The second argument can also be a sequence of strings. In this case too, the values are auto-assigned integers starting from 1.

>>> Enum('People', ('anne', 'bart', 'cate', 'dave'))
<People {anne: 1, bart: 2, cate: 3, dave: 4}>

The items can also be specified by using a sequence of 2-tuples, where the first item is the enumeration item name and the second is the value to use. If 2-tuples are given, all items must be 2-tuples.

>>> def enumiter():
...     start = 1
...     while True:
...         yield start
...         start <<= 1
>>> Enum('Flags', zip(list('abcdefg'), enumiter()))
<Flags {a: 1, b: 2, c: 4, d: 8, e: 16, f: 32, g: 64}>

You can also provide the enumeration items as a dictionary mapping names to values. Remember that the repr is sorted by attribute name.
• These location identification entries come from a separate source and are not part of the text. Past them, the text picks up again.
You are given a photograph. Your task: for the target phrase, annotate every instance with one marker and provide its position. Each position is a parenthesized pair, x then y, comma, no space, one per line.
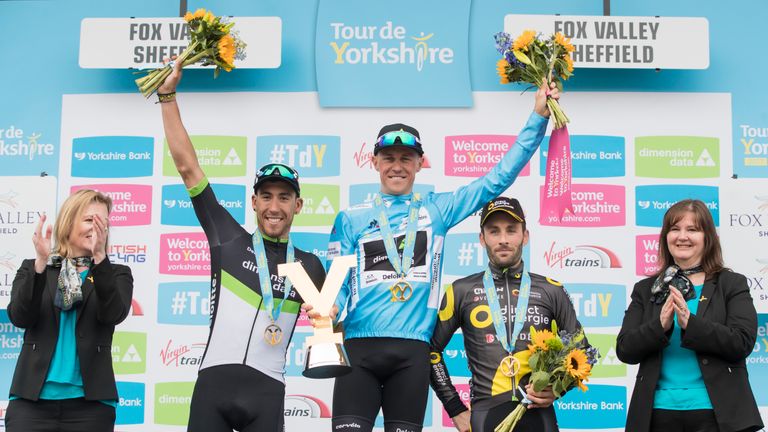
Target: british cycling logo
(388,43)
(581,256)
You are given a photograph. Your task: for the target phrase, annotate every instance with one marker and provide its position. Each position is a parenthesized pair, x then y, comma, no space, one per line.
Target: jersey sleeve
(458,205)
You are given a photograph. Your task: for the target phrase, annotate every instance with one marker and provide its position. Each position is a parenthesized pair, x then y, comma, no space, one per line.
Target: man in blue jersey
(391,298)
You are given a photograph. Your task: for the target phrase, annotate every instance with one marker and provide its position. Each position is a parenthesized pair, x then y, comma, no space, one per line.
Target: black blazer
(107,292)
(722,332)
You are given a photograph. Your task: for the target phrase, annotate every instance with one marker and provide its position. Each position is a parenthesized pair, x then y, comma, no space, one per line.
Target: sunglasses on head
(406,138)
(282,170)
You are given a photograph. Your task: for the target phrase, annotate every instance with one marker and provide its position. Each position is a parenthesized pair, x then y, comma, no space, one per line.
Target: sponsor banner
(757,362)
(11,340)
(112,156)
(184,303)
(580,257)
(591,156)
(130,406)
(129,353)
(677,157)
(594,205)
(598,304)
(172,401)
(625,42)
(185,254)
(321,203)
(601,407)
(418,58)
(364,193)
(131,204)
(140,43)
(177,205)
(654,200)
(475,155)
(218,155)
(647,254)
(19,148)
(750,155)
(609,365)
(310,155)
>>> bassists = dict(geddy='rush', chris='yes', flea='rhcp', jack='cream')
>>> Enum('Bassists', bassists)
<Bassists {chris: yes, flea: rhcp, geddy: rush, jack: cream}>

If you want to create an IntEnum where the values are integer subclasses, call that class instead. This has the same signature as calling Enum but the items of the returned enumeration are int subclasses.

>>> Numbers = IntEnum('Numbers', 'one two three four'.split())
>>> Numbers.three == 3
True

Customization protocol

You can define your own enumeration value types by using the __value_factory__ protocol. This is how the IntEnum type is defined. As an example, let’s say you want to define a new type of enumeration where the values were subclasses of str. First, define your enumeration value subclass.
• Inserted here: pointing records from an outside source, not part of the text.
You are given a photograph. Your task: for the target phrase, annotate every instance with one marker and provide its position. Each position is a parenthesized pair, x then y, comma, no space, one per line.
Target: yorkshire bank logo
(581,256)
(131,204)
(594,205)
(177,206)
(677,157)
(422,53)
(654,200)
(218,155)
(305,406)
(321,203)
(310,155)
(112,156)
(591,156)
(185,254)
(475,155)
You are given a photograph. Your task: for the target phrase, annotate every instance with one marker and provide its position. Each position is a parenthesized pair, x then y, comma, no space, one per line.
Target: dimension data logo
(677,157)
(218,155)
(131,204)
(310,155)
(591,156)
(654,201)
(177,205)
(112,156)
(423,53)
>>> from flufl.enum import EnumValue
>>> class StrEnumValue(str, EnumValue):
...     def __new__(cls, enum, value, attr):
...         return super(StrEnumValue, cls).__new__(cls, value)
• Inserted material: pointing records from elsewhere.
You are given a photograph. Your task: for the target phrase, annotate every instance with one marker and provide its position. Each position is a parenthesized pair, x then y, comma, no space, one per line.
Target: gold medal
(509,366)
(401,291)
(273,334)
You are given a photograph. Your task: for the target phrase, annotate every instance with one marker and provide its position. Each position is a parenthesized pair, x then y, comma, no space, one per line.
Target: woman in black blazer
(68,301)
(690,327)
And then define your enumeration class. You must set the class attribute __value_factory__ to the class of the values you want to create.

>>> class StrEnum(Enum):
...     __value_factory__ = StrEnumValue

Now, when you define your enumerations, the values will be str subclasses.

>>> class Noises(StrEnum):
...     dog = 'bark'
...     cat = 'meow'
...     cow = 'moo'

>>> isinstance(Noises.cow, str)
True

Acknowledgments

The flufl.enum implementation is based on an example by Jeremy Hylton. It has been modified and extended by Barry Warsaw for use in the GNU Mailman project. Ben Finney is the author of the earlier enumeration PEP 354. Eli Bendersky is the co-author of PEP 435. Numerous people on the python-ideas and python-dev mailing lists have provided valuable feedback.